Republican Representative Lincoln Diaz-Balart (Florida) is one of the staunchest congressional supporters of the U.S. trade embargo against Cuba. In a noon conference today, Diaz-Balart announced that he would not run again in his Florida election district: he will retire from politics and return to practicing law. In that context, he said, he would work to support Cuban migrants and political prisoners (he did not specify how). “I am convinced,” he said, “that in the upcoming chapter of the struggle, I can be more useful to the inevitable change that will soon come to Cuba, to Cuba’s freedom, as a private citizen dedicated to helping the heroes within Cuba.”
His Miami district, which is dominated by Cuban-Americans, is considered by many to be reliably Republican, which is perhaps why his brother Mario Diaz-Balart has already jumped into what was a very brief void. Mario, also a Republican Representative, will run for Lincoln’s seat in November. But the district delivered 49% of votes to Barack Obama during the 2008 election, so his ascension is far from given.

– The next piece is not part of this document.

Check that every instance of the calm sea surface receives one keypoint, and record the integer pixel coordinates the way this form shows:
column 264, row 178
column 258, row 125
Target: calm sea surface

Lincoln Diaz-Balart has served nine terms in his 21st District seat, and is the 18th House Republican who will not seek reelection in November, but perhaps most importantly, he is a senior embargo supporter in Congress, and his absence will be felt in that group. In his announcement this afternoon, he trumpeted his own work to strengthen the embargo:
“One of the achievements of which I am most proud was the codification, the writing into U.S. law, of the U.S. embargo on the Castro dictatorship, and the law’s requirement that before any U.S. President can lift the embargo, all political prisoners must be freed, all political parties, labor unions and the press must be legalized, and free multiparty elections must be scheduled in Cuba.”
Democrats are channeling Joe Garcia into the 25th District that Lincoln’s brother Mario will depart—a district in which Garcia garnered 47% of the vote in the 2006 elections he lost to Mario—not half bad.